How your boss could be affecting your health
Depression is often highly associated with stress or pressure, so being treated unfairly by management could the reason for your workplace depression. A Danish survey that was conducted on 4,500 public employees at Danish schools, hospitals, nurseries and offices sheds some light on this. The survey included personal interviews to determine whether participants suffered from clinical depression and examined cortisol (stress hormone) levels in the participants’ saliva. From the questionnaires, the researchers could determine the sense of justice that employees felt in the workplace. They found that a feeling of justice included being heard by one’s manager and whether the participants felt that everyone was treated equally. There is a natural tendency for people in an authoritative position to look down on employees — dismissive behaviour, passive aggressive emails or even privileging another worker’s accomplishments over your own — and there are several ways that your boss could be brining you down.
What this could do to you
Apart from feeling disheartened and demotivated, this could also lead to poor performance at work, loss of productivity and feeling less committed to the company. And, to top it all off, high stress levels could lead to illnesses, which prevent people from working effectively.
Christine Porath, an associate professor at Georgetown University’s McDonough School of Business, recently argued in an op-ed for the New York Times that experiencing rudeness at work, and even replaying the event in your head later, elevates levels of hormones called glucocorticoids. This can lead to disparate health issues, including an increased appetite and obesity — yes, your boss could be making you fat too!
How to get around it
Unfortunately, you can’t really choose who your boss is, and quitting your job isn’t always the answer.

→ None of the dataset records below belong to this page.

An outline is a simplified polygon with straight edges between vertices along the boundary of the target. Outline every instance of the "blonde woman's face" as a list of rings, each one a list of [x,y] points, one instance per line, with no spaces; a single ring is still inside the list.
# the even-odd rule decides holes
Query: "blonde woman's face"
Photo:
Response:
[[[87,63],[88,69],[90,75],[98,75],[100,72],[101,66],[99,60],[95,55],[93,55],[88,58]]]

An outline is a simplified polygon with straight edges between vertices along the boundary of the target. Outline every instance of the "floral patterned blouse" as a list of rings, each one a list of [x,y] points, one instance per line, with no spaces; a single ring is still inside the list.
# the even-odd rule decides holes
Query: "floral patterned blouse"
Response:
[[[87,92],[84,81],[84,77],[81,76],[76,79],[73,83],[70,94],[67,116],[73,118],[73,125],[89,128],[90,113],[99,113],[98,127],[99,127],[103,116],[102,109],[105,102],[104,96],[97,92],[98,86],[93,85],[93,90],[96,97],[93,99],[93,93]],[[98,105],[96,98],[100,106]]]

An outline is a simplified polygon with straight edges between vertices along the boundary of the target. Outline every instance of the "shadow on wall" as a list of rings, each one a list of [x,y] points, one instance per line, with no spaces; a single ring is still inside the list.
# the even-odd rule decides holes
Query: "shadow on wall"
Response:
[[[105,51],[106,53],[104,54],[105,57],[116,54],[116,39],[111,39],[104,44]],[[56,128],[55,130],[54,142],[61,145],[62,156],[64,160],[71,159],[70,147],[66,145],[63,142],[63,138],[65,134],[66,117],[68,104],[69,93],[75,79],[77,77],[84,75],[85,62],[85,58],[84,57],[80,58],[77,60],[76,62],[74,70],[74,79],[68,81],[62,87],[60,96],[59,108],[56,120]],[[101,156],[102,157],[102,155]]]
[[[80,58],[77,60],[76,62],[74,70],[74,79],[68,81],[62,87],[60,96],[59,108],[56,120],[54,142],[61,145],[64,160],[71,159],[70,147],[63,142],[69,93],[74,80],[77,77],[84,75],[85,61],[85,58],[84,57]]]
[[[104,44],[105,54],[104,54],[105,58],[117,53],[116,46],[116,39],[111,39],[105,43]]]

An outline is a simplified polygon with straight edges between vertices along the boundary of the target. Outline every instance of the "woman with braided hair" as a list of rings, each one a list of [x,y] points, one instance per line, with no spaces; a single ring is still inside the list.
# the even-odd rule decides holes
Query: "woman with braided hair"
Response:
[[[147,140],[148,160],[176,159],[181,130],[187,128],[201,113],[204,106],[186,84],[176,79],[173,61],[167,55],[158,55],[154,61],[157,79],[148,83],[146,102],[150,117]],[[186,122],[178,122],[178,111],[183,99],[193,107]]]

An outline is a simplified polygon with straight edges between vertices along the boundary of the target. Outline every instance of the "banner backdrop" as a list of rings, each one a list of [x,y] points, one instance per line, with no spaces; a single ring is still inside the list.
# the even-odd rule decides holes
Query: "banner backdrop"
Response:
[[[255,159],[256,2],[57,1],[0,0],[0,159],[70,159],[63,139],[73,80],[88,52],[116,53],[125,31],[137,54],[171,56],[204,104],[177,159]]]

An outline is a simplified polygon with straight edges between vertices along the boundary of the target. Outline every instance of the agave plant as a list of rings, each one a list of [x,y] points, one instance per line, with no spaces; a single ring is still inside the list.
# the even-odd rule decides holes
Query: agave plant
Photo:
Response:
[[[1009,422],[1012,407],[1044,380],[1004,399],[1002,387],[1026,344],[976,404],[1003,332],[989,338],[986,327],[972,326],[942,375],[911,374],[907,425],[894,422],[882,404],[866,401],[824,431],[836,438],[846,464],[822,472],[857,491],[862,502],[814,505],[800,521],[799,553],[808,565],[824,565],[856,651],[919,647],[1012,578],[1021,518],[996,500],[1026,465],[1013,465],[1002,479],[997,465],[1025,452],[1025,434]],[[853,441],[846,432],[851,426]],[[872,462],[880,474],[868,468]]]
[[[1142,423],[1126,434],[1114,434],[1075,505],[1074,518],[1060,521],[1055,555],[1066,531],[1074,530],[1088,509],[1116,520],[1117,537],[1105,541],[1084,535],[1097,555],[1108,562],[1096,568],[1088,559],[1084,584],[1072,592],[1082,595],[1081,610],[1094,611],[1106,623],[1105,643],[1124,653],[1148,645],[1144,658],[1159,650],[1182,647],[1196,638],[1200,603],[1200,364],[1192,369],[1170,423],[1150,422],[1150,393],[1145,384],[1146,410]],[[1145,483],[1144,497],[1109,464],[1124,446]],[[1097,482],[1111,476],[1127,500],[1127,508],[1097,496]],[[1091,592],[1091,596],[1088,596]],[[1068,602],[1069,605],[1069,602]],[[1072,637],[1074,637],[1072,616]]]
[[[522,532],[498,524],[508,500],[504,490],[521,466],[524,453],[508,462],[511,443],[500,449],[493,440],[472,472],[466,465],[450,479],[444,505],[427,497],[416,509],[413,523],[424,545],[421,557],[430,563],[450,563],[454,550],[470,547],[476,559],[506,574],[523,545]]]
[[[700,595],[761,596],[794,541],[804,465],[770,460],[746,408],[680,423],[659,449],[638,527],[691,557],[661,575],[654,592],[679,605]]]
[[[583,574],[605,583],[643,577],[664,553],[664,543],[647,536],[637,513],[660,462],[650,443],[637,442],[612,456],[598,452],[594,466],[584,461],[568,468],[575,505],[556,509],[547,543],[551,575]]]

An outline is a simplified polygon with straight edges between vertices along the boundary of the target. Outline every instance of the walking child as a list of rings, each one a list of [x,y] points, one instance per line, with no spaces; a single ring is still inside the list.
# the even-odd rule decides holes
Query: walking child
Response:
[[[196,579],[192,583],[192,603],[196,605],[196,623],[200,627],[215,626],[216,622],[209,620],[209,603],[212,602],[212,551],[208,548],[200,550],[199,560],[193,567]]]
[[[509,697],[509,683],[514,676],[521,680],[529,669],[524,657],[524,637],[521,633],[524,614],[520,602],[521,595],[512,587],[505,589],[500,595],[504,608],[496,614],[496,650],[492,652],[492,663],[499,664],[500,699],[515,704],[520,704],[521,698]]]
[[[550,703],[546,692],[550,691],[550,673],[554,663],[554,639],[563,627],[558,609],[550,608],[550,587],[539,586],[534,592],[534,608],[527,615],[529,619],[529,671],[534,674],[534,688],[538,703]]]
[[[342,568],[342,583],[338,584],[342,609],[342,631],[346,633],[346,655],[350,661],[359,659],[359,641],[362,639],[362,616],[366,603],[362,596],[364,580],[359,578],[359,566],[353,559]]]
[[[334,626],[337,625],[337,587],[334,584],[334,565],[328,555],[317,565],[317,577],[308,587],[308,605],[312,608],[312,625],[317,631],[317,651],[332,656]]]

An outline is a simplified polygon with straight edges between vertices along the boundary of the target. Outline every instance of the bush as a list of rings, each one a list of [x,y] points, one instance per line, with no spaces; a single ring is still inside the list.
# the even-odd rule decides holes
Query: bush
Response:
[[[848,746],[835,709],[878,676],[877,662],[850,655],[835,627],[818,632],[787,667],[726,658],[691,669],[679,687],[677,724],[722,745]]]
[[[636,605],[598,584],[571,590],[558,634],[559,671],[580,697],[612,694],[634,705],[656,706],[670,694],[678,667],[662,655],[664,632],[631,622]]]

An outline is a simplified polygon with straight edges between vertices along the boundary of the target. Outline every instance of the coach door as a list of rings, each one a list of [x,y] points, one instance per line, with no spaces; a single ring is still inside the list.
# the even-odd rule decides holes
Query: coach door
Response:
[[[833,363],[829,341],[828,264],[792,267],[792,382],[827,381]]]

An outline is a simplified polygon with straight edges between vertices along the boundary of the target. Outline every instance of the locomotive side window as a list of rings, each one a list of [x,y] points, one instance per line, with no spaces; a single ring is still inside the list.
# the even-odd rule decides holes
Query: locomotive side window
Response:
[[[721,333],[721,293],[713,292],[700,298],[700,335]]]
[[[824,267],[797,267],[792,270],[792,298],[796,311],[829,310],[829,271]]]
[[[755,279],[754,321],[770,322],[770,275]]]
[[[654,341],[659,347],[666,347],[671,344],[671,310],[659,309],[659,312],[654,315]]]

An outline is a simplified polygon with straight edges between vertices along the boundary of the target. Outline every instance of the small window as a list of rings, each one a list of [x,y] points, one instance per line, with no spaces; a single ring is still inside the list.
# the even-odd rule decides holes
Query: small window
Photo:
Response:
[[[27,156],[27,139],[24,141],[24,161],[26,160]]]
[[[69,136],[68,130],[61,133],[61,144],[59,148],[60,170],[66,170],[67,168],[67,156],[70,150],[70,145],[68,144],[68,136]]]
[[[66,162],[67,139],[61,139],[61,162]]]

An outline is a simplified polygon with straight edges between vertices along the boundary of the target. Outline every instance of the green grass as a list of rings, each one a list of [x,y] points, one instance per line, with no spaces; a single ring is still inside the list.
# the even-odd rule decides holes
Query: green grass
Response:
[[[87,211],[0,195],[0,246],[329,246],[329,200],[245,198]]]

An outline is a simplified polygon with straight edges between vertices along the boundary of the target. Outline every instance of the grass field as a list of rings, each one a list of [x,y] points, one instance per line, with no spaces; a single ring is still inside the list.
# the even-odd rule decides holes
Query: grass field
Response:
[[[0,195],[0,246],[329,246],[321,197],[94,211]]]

While you should take some time to figure out how to deal with this as an employee, as a boss, you should be focusing on helping your employees out. A transparent organisational structure (or at the very least, suggesting that one exists) could be a way to avoid unnecessary workplace stress. Also, the little things like installing a water cooler, providing healthy snacks during meetings, giving timely raises along with creating a balance between work and personal lives, could result in a healthier work environment.